Dylan Street

The Toronto Portraits - Dylan Hayward

Dylan Hayward, 25 years old. Leslieville.

There was a time when studying art in University was seen as a ridiculous pursuit. It's somehow become the status quo of my generation; film majors, dance majors, music majors lining the halls of our top institutions.

There won't be much work for these people once they're finished studying. New media outlets are hacking away at the earnings potential of artists all the time. Are these schools giving a generation of Canadians false hope about making a living in the arts?

Dylan Hayward has made a decision. Born in Halton Hills, his family traversed the province fourteen times before finally settling in Kitchener-Waterloo. He began making films during his final year of high school.

"I was very passionate about filmmaking. One of my shorts won 'runner-up' in the Kitchener-Waterloo student film festival. Very exciting at the time."

Dylan enrolled in film production at York University; that's where I met him.
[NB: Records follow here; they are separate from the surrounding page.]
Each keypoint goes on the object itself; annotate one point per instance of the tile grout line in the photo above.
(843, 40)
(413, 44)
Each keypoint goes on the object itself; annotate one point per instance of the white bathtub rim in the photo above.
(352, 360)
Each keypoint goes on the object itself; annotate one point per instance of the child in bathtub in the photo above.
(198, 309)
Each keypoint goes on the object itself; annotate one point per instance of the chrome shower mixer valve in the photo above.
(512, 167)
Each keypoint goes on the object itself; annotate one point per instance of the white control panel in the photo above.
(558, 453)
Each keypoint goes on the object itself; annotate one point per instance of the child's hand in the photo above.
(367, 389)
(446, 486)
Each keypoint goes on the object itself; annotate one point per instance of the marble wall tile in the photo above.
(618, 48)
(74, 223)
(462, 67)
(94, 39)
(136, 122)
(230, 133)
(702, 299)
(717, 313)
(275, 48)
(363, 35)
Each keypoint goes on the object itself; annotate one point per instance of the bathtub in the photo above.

At first he was thrilled to be working toward a career in cinema.

Years passed, student loans mounted, and the reality of paying that money back dawned on him. His attitude toward the program began to change.

"My personal opinion is that art schools capitalize on the dreams and hopes of people and profit off it. If you look at the sheer supply and demand there's a massive number of people trying to get work in the art world. A substantial amount of people will be forced to shift career paths."

Dylan is now applying to law schools; he's discovered a passion for "nerdy things" like digging through contracts and researching statutes. Not everyone is as lucky as him; many young people are emotionally and financially exhausted after receiving a diploma in a field they can't find employment in.

"The parents of our generation told us to follow our dreams. They told us not to settle for anything less. It's now up to us to figure out what that concept actually means."

Dylan Hayward

The Toronto Portraits profiles a young, dynamic Torontonian, each week in a different neighbourhood.